Capítulo 356: El Secreto de la Pequeña Capital de Jade

Tales of the Pastoral Deity · Cap. 356 de 343 · ~11 min de lectura

Actualizado: 2026-09-20 00:58

Leer en: English Portugues

"El Cielo del Espejo de Agua de la Pequeña Capital de Jade es verdaderamente extraordinario."

Qin Mu examinó el Cielo del Espejo de Agua bajo los pies del Dragón Qilin, admirándolo sin cesar. Este Cielo del Espejo de Agua era realmente maravilloso: desde abajo se veía un cielo azul claro, y de noche un profundo firmamento estrellado. Sin embargo, al ascender al Cielo del Espejo de Agua, se descubría un mundo completamente diferente.

El Cielo del Espejo de Agua sostenía la Pequeña Capital de Jade en alto, aislándola del mundo mortal. Desde aquí, mirando hacia abajo, se podían ver nubes blancas flotando sobre mil montañas y diez mil aguas, nubes que se reunían y dispersaban, revelando ocasionalmente los contornos ondulantes de las cordilleras y largos ríos serpenteantes como dragones.

"¿De qué tesoro está forjado el Cielo del Espejo de Agua?"

Qin Mu saltó repentinamente de la espalda del Dragón Qilin y extendió la mano para tocarlo. La sensación era realmente como agua. Recogió un poco entre sus manos, y para su sorpresa, realmente se acumuló en sus palmas, incluso filtrándose por los espacios entre sus dedos.
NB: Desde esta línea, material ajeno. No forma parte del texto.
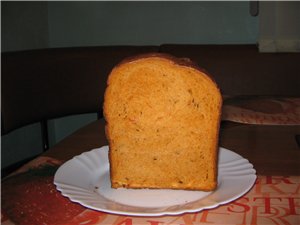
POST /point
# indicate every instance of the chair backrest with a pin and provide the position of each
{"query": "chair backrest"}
(38, 85)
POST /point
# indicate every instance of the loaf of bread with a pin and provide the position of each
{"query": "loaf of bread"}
(162, 124)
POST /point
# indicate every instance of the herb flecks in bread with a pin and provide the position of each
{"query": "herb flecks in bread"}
(162, 117)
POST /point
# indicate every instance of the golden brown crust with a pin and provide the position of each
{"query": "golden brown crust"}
(162, 117)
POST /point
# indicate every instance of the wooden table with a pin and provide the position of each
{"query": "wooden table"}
(274, 198)
(273, 150)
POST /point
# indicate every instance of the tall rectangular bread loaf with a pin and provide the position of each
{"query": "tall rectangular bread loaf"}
(162, 123)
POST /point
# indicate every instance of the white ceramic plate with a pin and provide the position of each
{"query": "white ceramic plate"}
(85, 179)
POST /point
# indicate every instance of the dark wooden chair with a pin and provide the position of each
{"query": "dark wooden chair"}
(38, 85)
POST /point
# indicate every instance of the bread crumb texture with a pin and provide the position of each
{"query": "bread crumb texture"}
(162, 125)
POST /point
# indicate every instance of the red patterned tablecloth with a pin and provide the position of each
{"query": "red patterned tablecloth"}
(30, 197)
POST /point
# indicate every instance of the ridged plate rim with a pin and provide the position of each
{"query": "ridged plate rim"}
(80, 179)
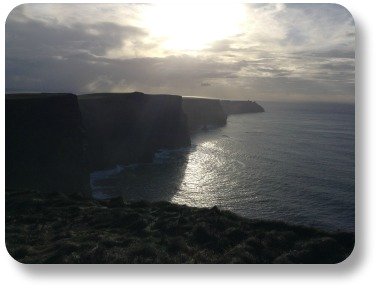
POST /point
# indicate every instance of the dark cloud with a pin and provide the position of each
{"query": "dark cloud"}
(300, 52)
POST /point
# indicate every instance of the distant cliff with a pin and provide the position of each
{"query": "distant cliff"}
(44, 143)
(241, 106)
(125, 128)
(202, 112)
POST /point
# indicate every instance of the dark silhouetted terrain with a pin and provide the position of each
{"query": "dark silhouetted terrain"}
(70, 229)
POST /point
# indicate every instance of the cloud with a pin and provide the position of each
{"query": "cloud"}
(301, 52)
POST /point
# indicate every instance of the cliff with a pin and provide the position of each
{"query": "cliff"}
(66, 229)
(44, 143)
(241, 106)
(125, 128)
(202, 112)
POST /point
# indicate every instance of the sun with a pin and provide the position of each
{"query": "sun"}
(186, 27)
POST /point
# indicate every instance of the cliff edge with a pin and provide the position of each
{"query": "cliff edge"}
(126, 128)
(203, 112)
(241, 106)
(45, 143)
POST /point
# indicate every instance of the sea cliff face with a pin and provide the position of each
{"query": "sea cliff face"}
(241, 106)
(45, 143)
(126, 128)
(202, 112)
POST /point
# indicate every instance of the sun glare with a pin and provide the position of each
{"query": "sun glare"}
(185, 27)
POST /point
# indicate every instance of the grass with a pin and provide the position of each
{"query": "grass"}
(61, 228)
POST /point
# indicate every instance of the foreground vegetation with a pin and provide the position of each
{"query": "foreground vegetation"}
(68, 229)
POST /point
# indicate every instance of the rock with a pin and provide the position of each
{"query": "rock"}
(126, 128)
(202, 112)
(45, 144)
(241, 106)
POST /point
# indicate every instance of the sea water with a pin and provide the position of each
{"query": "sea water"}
(293, 163)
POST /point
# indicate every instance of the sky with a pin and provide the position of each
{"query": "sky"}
(267, 52)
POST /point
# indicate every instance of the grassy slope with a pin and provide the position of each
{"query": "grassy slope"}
(67, 229)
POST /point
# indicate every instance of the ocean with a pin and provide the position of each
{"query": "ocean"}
(293, 163)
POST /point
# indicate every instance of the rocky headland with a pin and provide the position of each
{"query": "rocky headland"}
(66, 228)
(53, 141)
(241, 106)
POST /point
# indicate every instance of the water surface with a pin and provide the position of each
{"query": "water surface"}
(295, 163)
Qin Mu se puso de pie y golpeó el suelo. Las ondas se extendieron por la superficie del Espejo, irradiándose en todas direcciones.
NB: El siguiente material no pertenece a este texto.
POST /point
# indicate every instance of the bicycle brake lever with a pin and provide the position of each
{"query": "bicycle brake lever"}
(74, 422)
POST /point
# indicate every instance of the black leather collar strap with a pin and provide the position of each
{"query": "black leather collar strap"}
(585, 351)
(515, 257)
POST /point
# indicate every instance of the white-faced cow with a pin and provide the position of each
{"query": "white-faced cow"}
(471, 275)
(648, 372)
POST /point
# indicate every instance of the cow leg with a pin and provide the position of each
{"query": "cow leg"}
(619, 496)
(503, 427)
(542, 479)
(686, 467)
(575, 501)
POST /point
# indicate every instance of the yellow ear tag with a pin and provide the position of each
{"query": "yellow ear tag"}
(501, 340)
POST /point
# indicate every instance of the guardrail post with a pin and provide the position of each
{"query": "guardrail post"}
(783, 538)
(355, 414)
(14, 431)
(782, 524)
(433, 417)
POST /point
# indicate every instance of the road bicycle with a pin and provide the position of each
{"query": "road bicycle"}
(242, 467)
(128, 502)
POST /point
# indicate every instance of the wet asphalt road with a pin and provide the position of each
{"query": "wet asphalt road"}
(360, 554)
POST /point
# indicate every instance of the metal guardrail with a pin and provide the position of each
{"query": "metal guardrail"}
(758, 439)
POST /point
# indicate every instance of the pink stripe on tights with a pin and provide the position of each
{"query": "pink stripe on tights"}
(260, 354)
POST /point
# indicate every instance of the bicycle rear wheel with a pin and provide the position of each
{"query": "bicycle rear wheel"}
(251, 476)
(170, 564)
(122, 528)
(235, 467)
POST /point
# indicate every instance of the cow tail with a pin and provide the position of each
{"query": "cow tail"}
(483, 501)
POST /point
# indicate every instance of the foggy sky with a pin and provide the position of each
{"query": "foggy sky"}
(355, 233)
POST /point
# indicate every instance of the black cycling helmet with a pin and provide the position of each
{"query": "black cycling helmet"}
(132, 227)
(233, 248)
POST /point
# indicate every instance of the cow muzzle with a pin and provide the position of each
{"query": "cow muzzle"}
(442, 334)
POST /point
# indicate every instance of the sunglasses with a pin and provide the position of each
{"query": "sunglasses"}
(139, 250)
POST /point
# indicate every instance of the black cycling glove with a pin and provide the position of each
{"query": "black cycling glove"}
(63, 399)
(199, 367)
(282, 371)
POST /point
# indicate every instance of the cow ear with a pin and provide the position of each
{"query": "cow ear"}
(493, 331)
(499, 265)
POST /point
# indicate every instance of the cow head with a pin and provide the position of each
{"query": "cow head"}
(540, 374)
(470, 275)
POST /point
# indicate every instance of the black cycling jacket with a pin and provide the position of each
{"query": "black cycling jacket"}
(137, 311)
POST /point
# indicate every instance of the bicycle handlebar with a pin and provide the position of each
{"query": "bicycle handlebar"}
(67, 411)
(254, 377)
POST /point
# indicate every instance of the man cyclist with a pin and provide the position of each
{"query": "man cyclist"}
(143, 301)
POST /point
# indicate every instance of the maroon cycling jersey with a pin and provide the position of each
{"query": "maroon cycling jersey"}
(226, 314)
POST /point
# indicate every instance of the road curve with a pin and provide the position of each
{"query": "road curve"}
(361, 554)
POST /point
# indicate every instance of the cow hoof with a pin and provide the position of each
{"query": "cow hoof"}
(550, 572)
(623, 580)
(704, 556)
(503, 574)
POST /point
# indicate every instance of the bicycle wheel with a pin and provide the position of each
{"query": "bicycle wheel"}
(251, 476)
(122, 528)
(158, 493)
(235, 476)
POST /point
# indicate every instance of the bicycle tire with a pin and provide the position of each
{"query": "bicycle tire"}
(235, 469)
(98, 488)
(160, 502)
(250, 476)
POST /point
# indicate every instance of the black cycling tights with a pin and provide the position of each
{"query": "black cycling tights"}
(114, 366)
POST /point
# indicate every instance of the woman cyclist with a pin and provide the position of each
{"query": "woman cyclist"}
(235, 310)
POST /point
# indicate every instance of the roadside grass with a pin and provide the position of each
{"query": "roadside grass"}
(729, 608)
"Extraño. No es agua, ni es aire. ¿De qué está hecho realmente?"

Se sorprendió aún más. "¿En este mundo todavía hay materiales de forjado que desconozco? No, ¡debo descubrirlo!"

Con su interés completamente despertado, Qin Mu había cultivado durante muchos años el hábito de forjar y elaborar tesoros junto a El Mudo. Ahora, al encontrar materiales de forjado que nunca había visto antes en la Pequeña Capital de Jade, naturalmente tenía que estudiarlos a fondo: era simplemente su naturaleza.

Abrió su Ojo del Cielo Azul y examinó meticulosamente la estructura del Cielo del Espejo de Agua, intentando descifrar su composición a partir de las marcas rúnicas. Sin embargo, para su decepción, no pudo encontrar ni una sola marca rúnica.

"¡Eso es imposible! El Cielo del Espejo de Agua es claramente un tesoro. Si es un tesoro, debe llevar marcas rúnicas para potenciar su poder. ¡Es imposible no encontrar ningún tipo de runa!"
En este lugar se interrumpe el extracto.